Hungary's government and central bank officials outlined measures, including cutting government spending, to mitigate the country's risks in the current global financial crisis at a meeting in Budapest at the weekend.

The Hungarian Prime Minister Ferenc Gyurcsany expressed hope that 'ongoing investments would not have to be suspended' during a meeting of some 60 top lawmakers, ministers, central bank chiefs and trade union leaders to work out a short-to-medium term action plan to tackle the financial turmoil.

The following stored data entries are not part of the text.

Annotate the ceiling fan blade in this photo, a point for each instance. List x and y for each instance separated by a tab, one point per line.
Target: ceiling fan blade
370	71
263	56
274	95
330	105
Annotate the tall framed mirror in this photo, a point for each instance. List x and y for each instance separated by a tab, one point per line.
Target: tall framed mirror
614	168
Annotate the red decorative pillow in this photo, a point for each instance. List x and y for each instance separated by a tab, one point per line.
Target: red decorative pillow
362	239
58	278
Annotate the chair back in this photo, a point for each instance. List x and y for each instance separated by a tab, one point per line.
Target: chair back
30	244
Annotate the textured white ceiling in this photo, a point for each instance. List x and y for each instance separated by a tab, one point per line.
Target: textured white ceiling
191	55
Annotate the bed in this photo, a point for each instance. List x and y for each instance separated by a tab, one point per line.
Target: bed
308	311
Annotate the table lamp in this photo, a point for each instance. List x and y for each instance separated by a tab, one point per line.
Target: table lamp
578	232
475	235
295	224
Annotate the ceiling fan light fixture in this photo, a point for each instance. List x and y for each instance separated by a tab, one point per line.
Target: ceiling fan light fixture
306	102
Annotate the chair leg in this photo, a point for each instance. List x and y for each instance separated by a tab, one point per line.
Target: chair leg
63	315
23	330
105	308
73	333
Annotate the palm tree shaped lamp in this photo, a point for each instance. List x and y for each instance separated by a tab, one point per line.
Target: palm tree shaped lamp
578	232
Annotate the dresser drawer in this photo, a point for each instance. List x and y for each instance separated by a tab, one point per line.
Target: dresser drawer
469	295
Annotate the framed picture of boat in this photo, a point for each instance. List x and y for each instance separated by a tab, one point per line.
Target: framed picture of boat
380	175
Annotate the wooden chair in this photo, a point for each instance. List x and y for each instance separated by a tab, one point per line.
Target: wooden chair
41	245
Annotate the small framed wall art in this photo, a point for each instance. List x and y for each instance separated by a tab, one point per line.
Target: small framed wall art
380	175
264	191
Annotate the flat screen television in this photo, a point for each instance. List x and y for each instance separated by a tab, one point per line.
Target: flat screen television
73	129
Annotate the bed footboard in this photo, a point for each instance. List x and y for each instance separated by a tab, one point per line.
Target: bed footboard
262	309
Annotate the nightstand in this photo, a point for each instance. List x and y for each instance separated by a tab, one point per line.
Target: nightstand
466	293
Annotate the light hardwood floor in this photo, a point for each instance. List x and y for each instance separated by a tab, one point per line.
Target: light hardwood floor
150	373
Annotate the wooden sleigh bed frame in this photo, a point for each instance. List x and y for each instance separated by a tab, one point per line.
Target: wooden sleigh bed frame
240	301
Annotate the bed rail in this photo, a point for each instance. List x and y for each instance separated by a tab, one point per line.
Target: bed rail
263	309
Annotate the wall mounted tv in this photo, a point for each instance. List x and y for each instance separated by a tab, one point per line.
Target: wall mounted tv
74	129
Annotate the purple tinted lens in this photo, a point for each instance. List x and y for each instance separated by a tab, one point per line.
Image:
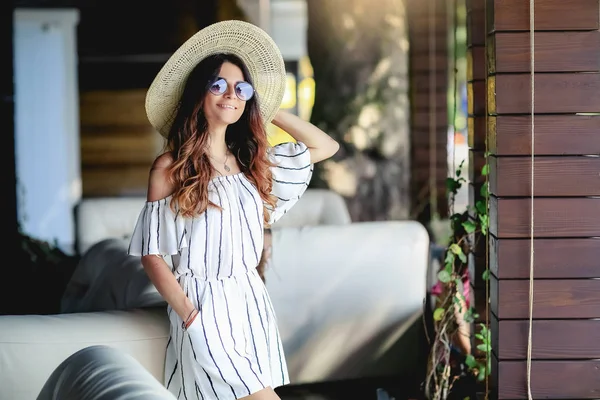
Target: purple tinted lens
218	87
244	91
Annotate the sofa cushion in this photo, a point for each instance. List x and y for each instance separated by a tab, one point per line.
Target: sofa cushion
345	296
32	346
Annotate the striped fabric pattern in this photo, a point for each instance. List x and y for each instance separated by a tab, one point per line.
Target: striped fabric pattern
233	348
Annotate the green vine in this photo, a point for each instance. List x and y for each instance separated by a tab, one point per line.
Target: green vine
451	315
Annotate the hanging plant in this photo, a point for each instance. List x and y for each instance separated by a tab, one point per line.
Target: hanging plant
454	314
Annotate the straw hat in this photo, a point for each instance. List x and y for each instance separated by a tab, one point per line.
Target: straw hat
251	44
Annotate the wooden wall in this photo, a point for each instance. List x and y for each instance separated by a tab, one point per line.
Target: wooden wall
476	126
429	77
566	302
118	144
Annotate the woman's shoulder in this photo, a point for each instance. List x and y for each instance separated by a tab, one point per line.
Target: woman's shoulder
163	161
159	185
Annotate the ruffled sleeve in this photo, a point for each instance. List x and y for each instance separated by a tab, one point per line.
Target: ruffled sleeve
158	230
291	175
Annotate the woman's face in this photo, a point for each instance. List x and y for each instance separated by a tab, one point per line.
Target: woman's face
227	108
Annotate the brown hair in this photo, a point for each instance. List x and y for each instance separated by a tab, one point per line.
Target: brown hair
191	170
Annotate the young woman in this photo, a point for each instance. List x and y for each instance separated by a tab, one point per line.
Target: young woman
210	195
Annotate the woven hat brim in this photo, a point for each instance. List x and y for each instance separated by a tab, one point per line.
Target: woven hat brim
250	43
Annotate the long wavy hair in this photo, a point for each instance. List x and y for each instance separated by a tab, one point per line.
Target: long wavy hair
191	171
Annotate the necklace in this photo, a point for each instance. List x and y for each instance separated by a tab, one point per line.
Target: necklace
225	166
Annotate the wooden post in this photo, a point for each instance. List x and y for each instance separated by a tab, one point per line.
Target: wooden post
566	302
428	37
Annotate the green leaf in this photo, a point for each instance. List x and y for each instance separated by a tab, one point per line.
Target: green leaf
444	276
485	170
438	314
483	347
452	185
481	374
455	248
469	226
484	190
471	361
486	275
481	207
449	258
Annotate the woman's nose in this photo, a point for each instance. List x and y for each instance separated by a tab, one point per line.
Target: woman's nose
230	92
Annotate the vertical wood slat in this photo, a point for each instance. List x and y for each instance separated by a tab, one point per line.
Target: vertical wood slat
421	67
567	43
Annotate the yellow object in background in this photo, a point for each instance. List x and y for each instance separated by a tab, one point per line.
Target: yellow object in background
298	98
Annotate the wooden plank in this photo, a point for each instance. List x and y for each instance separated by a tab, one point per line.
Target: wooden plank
554	258
511	94
419	41
479	303
551	339
553	217
475	28
549	379
553	298
113	108
422	83
554	134
476	98
475	195
420	136
477	5
119	147
554	52
121	181
476	63
476	268
476	132
423	153
576	176
420	100
476	163
550	15
423	120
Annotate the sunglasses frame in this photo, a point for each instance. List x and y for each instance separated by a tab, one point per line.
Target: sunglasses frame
212	83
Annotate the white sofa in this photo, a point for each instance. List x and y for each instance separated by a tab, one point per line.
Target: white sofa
345	294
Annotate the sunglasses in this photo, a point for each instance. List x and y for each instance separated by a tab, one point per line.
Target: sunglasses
243	90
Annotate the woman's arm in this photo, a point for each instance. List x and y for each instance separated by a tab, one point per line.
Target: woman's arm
157	269
320	144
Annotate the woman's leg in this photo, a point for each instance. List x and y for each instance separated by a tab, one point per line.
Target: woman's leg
264	394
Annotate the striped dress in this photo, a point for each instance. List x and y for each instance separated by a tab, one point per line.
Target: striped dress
233	347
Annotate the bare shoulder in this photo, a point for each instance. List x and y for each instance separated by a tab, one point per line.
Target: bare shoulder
159	185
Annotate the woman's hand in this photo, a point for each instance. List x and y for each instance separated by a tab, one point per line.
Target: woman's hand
320	144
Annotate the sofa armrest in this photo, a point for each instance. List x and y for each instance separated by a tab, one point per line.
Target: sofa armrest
32	346
345	294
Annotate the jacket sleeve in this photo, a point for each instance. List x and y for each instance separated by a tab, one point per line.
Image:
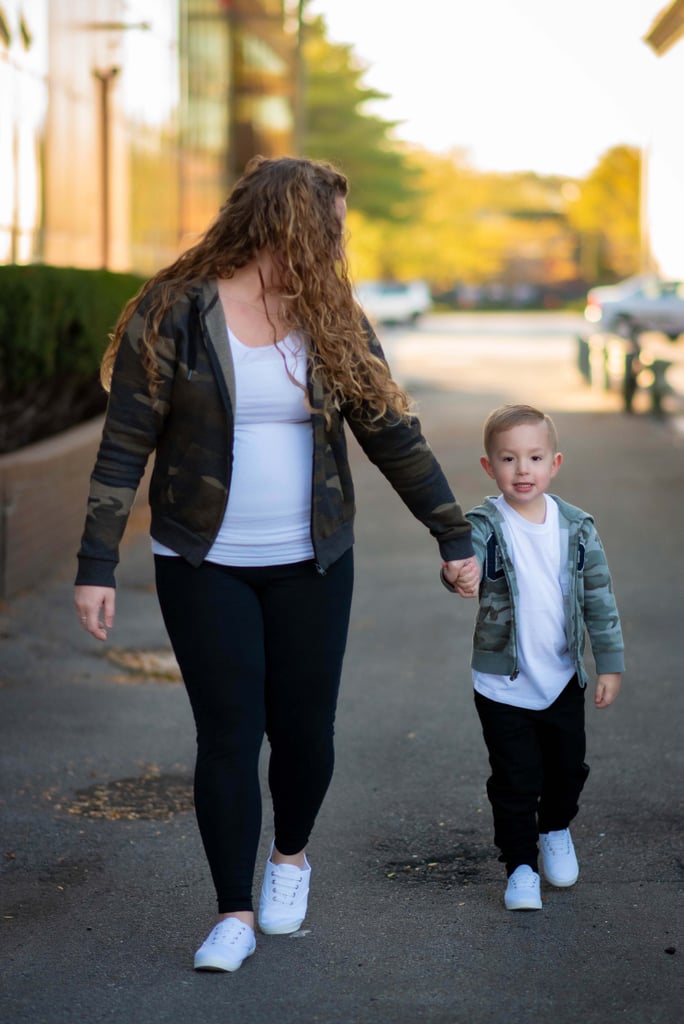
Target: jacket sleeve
600	607
400	452
131	427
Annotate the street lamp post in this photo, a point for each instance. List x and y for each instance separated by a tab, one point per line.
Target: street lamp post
104	79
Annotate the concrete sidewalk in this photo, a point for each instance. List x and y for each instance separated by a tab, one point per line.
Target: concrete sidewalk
104	889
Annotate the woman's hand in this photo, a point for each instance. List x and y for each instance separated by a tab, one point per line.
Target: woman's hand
464	576
95	608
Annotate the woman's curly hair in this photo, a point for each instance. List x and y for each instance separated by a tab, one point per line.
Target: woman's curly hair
285	206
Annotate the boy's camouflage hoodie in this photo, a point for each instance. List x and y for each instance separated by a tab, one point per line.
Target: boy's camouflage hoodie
590	604
189	426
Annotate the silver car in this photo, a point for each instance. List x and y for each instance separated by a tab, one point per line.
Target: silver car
636	305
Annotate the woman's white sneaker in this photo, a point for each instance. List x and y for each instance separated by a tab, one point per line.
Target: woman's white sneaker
522	891
284	897
230	942
559	862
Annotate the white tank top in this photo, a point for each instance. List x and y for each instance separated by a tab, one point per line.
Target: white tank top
267	519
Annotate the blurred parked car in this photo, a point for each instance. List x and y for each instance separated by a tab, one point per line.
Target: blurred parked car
638	304
394	301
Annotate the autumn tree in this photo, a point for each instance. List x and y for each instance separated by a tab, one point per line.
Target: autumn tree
339	127
605	212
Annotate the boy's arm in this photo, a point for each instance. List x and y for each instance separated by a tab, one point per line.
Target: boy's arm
464	578
602	620
607	688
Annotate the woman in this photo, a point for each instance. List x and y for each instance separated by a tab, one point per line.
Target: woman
237	366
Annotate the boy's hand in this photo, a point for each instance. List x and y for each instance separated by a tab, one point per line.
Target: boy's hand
464	576
607	688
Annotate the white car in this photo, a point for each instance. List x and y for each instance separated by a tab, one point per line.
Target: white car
394	301
638	304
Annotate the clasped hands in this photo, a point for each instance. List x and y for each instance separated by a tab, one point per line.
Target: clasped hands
464	576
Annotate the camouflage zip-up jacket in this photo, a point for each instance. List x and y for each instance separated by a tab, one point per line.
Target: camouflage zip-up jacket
188	426
590	603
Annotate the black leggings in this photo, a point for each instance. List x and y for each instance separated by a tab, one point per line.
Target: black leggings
538	770
260	650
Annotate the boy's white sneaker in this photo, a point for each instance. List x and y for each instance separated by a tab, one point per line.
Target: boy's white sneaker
285	895
230	942
522	891
559	862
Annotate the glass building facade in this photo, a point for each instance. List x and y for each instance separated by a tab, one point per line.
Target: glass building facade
125	122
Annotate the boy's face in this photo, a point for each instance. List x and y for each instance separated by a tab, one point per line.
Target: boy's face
523	463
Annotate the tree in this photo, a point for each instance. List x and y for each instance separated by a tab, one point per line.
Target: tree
340	129
605	212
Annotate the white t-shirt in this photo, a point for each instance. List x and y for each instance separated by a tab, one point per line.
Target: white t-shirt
539	553
267	519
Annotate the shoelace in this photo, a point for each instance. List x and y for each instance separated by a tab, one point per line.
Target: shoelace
558	844
284	887
227	934
525	882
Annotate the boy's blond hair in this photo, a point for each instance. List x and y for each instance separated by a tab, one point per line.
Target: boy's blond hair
507	417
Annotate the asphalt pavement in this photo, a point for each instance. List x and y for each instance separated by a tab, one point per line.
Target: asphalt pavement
104	889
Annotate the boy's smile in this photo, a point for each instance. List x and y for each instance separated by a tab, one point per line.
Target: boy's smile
522	462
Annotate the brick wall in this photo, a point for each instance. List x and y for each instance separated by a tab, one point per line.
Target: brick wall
43	493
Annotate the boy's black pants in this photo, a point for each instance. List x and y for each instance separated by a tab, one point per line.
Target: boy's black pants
538	770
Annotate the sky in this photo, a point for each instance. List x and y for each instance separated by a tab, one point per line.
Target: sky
542	85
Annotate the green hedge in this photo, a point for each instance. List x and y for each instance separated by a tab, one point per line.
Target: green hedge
54	326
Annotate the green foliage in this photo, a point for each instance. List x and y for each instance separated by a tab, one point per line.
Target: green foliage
54	326
340	129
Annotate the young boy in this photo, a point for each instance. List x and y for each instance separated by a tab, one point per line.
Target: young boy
545	580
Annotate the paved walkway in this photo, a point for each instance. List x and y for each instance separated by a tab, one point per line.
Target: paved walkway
104	889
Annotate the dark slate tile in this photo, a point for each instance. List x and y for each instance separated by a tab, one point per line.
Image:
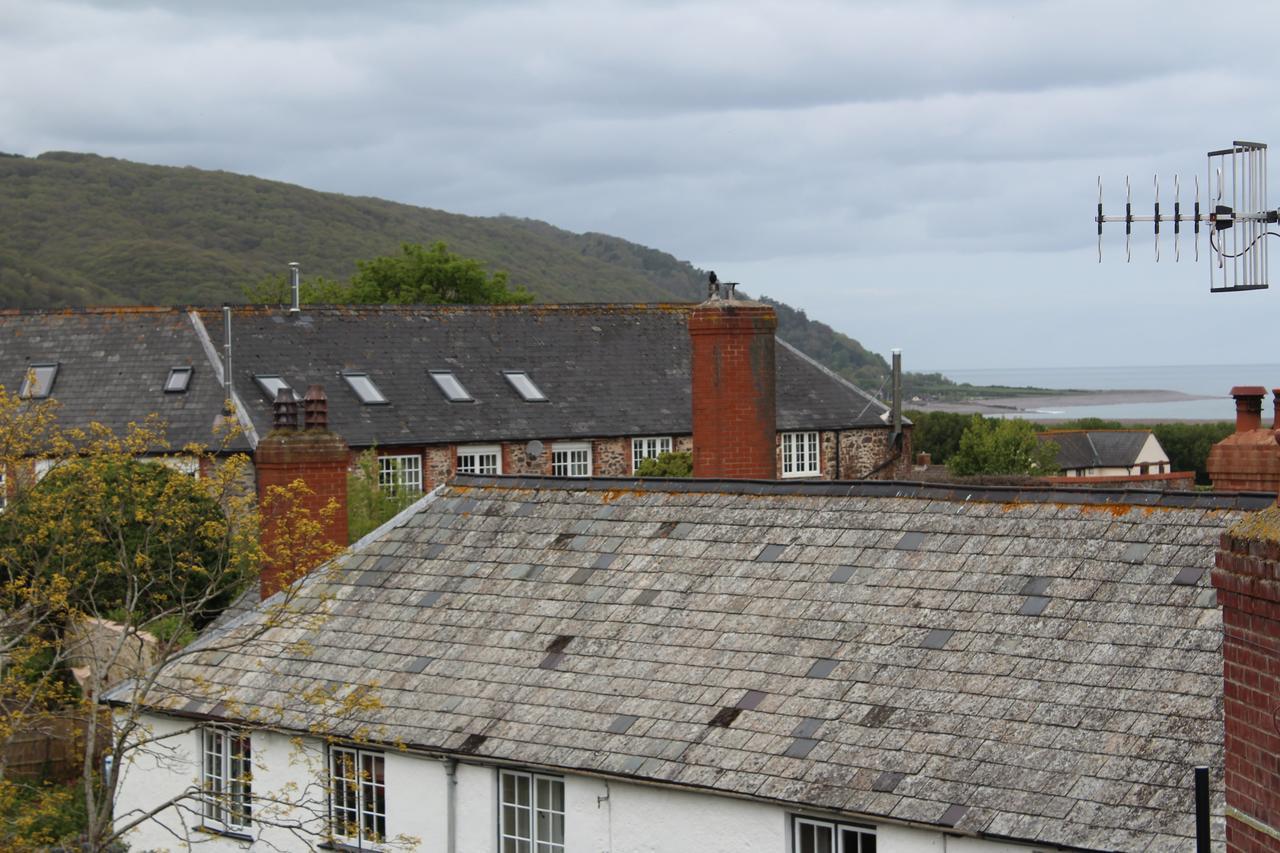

Hungary, feeling the effects of the global financial crisis, last week received a €5 billion loan from the European Central Bank. In an unprecedented move outside the euro zone, the ECB came to Hungary's aid to help it combat a financial crisis that experts attribute to panic and speculation.

'Hungary's economy has grown stronger over the past few years and although vulnerability remains it has lessened and the country enjoys the support of institutions such as the European Commission, the European Central Bank and the International Monetary Fund,' central bank governor Andras Simor said.

'There is practically zero chance of a national bankruptcy in Hungary,' he added.

But investors have nonetheless made known their concerns. The Budapest stock exchange has shed half its value and the national currency, the forint, has lost more than 10% against the euro.

Hungary, which joined the European Union in 2004, saw its deficit ratio balloon to a record high 9.2% in 2006. But thanks to austerity policies, the public deficit narrowed to 3.4% of output by 2008. Economic growth in 2008 is expected to come to 2%.